Neglected, I back you up not trying any more. I totally get that, and understand how done you are.


----------



## Trickster

Neglected

My wife essentially told me the same thing... It was soul crushing
About 4 years ago or so, I realized she didn't love me. Call it an awakening or just a realization. 

Although I am an alcoholic, for 17 or so years, I didn't drink. I was the provider, I usually had two jobs, I was responsible, I cooked, I cleaned. My wife was always the job hopper. Then our daughter was born and she became a SAHM for way longer that what we agreed on.

When I realized she didn't love me, I set out on a mission to earn her love. I started doing even more. I got in amazing shape, even though she was and still is 50 pounds overweight. That didn't change her feelings. I read dozens of books On marriage and nothing helped. 

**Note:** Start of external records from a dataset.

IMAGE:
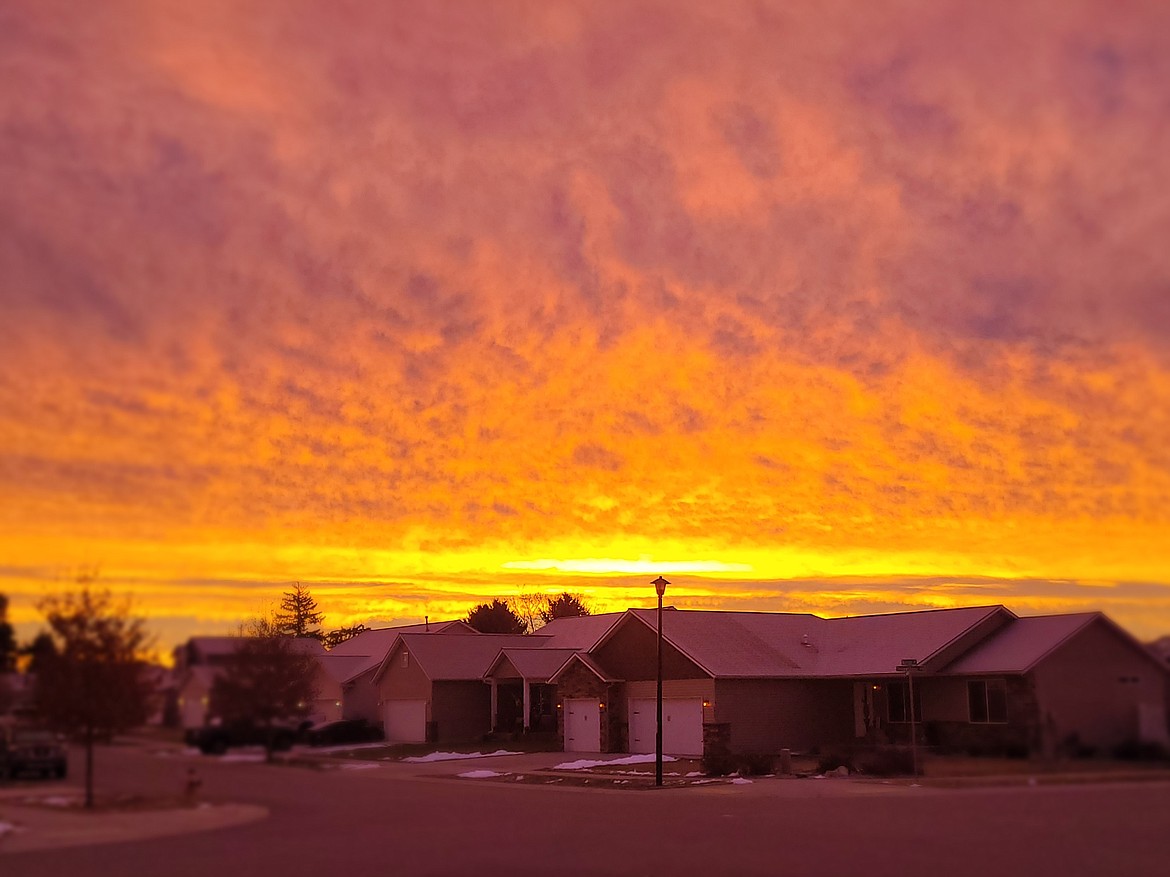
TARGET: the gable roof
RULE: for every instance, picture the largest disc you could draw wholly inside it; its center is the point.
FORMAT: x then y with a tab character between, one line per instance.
372	646
579	632
749	644
590	664
456	656
532	664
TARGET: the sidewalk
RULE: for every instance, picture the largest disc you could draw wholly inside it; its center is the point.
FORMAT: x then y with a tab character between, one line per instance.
28	826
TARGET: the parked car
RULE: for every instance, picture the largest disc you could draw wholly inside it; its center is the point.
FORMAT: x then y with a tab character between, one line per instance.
218	739
32	751
335	733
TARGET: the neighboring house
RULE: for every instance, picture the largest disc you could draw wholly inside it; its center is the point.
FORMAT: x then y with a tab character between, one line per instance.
201	660
985	681
523	698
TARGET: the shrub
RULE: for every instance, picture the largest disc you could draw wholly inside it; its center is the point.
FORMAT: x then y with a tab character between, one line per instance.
887	761
717	764
832	760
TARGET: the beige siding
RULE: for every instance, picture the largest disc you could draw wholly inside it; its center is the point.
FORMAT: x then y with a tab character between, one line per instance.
632	655
1087	688
359	698
461	710
404	681
770	715
943	699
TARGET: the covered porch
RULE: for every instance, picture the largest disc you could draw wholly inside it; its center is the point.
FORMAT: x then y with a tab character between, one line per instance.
523	701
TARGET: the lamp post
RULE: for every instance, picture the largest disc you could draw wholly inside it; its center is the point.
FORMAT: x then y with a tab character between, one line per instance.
909	665
660	588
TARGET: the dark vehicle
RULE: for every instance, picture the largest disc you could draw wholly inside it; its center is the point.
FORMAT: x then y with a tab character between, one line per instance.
218	739
29	751
335	733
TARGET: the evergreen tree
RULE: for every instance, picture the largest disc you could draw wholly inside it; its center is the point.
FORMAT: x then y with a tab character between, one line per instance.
564	606
496	617
268	678
298	614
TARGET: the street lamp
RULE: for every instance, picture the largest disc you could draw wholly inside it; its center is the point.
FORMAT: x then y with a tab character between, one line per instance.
660	588
910	665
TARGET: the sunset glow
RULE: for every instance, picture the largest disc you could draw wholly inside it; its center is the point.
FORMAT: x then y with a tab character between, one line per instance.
830	306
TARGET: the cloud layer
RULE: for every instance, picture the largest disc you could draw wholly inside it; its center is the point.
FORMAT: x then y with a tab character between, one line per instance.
376	291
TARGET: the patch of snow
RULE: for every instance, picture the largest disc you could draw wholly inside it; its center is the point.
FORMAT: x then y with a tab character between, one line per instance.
454	755
585	764
343	747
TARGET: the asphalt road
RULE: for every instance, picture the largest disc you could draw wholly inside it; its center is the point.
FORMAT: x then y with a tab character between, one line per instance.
382	822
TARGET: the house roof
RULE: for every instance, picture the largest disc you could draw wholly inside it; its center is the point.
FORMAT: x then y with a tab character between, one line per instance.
589	662
1024	643
372	646
578	633
532	664
343	668
741	644
458	656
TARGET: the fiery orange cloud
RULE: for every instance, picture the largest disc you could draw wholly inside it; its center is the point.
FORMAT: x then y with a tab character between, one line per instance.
425	302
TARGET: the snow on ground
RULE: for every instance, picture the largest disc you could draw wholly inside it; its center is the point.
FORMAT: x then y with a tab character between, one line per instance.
56	801
455	755
241	757
343	747
585	764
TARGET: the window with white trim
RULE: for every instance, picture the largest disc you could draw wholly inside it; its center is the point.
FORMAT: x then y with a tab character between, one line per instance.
897	696
986	702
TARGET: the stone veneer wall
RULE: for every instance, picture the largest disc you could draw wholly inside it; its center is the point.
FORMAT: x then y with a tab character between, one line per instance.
578	681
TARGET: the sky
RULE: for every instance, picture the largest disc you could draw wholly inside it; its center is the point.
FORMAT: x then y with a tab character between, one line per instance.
809	306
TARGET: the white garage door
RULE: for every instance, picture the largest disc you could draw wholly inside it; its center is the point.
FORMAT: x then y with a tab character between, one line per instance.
583	725
682	725
405	720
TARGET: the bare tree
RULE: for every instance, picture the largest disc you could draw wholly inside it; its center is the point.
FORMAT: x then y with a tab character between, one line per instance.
528	605
7	640
336	637
91	685
564	606
298	614
268	678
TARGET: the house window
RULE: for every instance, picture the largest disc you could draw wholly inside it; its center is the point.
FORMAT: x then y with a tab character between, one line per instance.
897	696
986	701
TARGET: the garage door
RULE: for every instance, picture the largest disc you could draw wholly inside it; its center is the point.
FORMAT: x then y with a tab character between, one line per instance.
682	725
583	725
405	720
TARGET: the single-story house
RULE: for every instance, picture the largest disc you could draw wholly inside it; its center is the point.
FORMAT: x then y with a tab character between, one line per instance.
983	679
353	663
431	689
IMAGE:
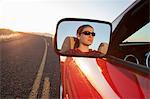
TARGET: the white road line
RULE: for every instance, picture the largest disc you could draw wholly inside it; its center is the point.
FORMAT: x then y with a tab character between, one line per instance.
46	89
35	87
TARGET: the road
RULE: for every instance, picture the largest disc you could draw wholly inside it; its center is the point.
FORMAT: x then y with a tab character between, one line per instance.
29	68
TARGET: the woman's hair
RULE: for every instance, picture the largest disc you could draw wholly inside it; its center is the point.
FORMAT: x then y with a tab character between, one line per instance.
80	29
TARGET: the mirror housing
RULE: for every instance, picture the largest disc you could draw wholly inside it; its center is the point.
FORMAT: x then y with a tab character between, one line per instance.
67	38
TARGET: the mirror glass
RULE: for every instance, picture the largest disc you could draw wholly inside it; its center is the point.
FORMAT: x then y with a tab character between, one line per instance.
67	37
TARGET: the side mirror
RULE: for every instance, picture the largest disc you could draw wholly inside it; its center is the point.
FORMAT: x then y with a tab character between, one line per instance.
67	39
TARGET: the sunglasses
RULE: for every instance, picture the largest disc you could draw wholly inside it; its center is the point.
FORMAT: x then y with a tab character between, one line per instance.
88	33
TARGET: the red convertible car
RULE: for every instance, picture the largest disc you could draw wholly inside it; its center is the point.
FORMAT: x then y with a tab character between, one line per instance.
122	68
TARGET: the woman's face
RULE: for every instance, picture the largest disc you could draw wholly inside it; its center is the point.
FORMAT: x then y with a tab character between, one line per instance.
86	39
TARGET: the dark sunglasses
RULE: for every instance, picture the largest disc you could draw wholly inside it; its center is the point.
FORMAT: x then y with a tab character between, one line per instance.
88	33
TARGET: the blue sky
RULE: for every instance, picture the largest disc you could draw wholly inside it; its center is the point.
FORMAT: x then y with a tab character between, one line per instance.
43	15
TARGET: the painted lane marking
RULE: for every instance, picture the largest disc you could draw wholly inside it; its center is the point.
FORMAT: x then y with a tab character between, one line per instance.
46	89
35	87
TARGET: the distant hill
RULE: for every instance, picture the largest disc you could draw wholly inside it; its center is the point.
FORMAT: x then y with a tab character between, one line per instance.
8	35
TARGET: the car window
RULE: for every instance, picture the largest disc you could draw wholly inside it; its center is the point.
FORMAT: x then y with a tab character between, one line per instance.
142	35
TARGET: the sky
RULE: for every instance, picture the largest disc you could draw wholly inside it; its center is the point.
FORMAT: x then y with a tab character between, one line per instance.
43	15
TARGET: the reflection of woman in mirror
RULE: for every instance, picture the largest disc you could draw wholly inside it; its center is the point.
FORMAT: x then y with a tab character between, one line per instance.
85	35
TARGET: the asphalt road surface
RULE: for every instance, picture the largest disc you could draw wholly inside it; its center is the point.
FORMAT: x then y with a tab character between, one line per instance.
29	69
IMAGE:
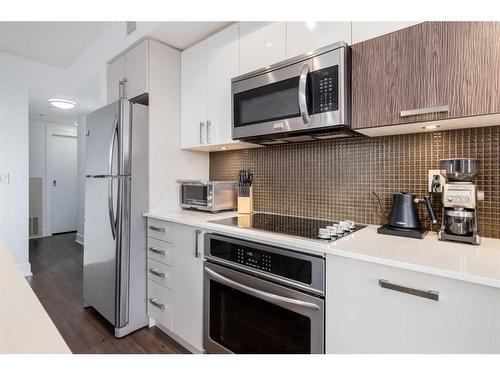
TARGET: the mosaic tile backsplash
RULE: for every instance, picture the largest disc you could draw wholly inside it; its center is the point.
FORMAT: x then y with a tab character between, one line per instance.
334	179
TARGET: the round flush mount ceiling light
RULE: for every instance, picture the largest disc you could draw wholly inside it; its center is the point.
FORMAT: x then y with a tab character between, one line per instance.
62	103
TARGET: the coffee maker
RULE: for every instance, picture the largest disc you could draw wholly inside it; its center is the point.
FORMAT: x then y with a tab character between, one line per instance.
460	196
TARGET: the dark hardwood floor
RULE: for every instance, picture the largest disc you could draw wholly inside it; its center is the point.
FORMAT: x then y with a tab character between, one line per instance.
57	266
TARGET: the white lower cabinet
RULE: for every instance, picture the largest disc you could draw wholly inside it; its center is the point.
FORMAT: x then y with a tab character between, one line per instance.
175	282
364	317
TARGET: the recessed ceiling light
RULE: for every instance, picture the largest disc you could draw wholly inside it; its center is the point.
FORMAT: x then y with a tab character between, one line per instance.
62	103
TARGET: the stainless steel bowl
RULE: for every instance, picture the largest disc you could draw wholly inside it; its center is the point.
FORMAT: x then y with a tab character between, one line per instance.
460	170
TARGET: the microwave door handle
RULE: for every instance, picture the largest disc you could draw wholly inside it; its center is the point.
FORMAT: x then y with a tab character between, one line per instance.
302	94
266	296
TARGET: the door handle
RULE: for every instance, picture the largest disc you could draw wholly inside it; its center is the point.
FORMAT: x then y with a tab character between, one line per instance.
266	296
157	229
111	210
202	124
302	94
209	126
197	233
155	303
429	294
155	272
156	251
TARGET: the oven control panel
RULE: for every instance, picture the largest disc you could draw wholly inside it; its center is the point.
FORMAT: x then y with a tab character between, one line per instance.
255	259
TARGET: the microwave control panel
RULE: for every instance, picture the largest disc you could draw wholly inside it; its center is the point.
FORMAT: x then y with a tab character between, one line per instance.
325	89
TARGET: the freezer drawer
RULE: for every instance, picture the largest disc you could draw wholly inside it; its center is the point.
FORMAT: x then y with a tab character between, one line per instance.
160	304
160	251
160	273
161	230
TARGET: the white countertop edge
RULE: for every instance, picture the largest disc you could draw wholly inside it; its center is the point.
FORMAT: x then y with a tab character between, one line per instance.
201	220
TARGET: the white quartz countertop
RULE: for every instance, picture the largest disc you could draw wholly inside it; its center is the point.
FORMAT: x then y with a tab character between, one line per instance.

My libido shot way up and I wanted more sex and she complied. Her heart wasn't there and I knew it. I kept trying.

So my drinking returned. I needed to numb my feelings. I was never an angry drunk. I didn't drink enough to that point. My wife said I was in a better mood when I had a couple drinks. I don't remember how the conversations lead for me having a lover, then the "open marriage". Its foggy right now..

I wasn't after sex, I was after better intimacy and I wanted a wife who loved me, could show it, and say it. In 22 years, she was never the first to say I Love You, never the first io initiate any affection.

This open marriage bs? I attract some amazing women. The first time I mention that I am married, they bolt. If I mention we have an open marriage, they run, if I mention my wife and I live separate lives, sleep in different rooms, and stay married to keep an intact family, they run the other direction. One woman I like, who is divorced told me to " man up" and just divorce. I am not after a FWB I am after a mutually loving affectionate relationship. 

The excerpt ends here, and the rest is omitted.